Au début du XXe siècle, les avant-gardes primitivistes trouvent dans la simplicité géométrique et la matérialité brute des totems le chemin de l’abstraction. L’archaïsme resurgit également à cette même époque : les grottes, les alignements mégalithiques ou les tertres funéraires fascinent les sensibilités, soucieuses de la vérité des matériaux, et privilégiant la technique de la taille directe, travaillant artisanalement des blocs de bois ou de pierre. La verticalité et la colonne, symboles des désirs d’élévation, deviennent l’image de l’axe du monde (axis mundi), qui relie le terrestre et le céleste. Constantin Brancusi en réalise la synthèse abstraite avec la Colonne sans fin, qui pose d’importants jalons comme l’abandon du socle et la répétition de modules géométriques.
Il semble que les installations de Sarah Lück assument l’héritage de cette pensée du cairn primitif et de la colonne, motifs récurrents dans l’exposition. D’autres tensions s’expriment dans ses formes : hautement graphiques, certaines structures effilées évoquent les principes d’une sculpture linéaire, permettant d’écrire et de dessiner dans l’espace, en cernant une dynamique essentielle par la ligne, la transparence et le vide.
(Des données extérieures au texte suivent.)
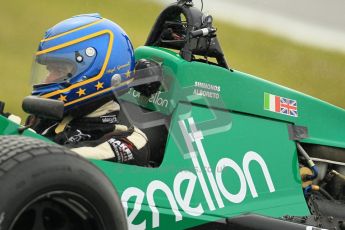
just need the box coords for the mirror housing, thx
[22,96,64,120]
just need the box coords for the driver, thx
[44,61,75,84]
[26,14,151,166]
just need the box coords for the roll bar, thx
[145,0,229,69]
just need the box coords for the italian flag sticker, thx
[264,93,280,112]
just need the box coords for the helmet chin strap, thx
[55,115,73,134]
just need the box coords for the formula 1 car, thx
[1,0,345,229]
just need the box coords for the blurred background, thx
[1,0,344,117]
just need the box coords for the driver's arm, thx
[70,126,150,166]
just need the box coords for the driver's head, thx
[30,13,135,117]
[44,61,75,84]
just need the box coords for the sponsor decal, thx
[128,88,169,108]
[108,138,134,162]
[100,115,118,124]
[121,117,275,229]
[65,130,91,144]
[193,81,221,99]
[264,93,298,117]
Entre planéité et volume, ces œuvres jouent de l’ombre qu’elles projettent, qui rappelle leur matérialité ajourée. Enfin, le motif circulaire et la vibration ondulatoire des surfaces, que le matériau soit sculpté par l’artiste ou d’origine industrielle, se manifestent dans plusieurs installations.

Eva Prouteau, critique d’art. Extrait du texte d’exposition Centre d’art contemporain Pontmain, 2022.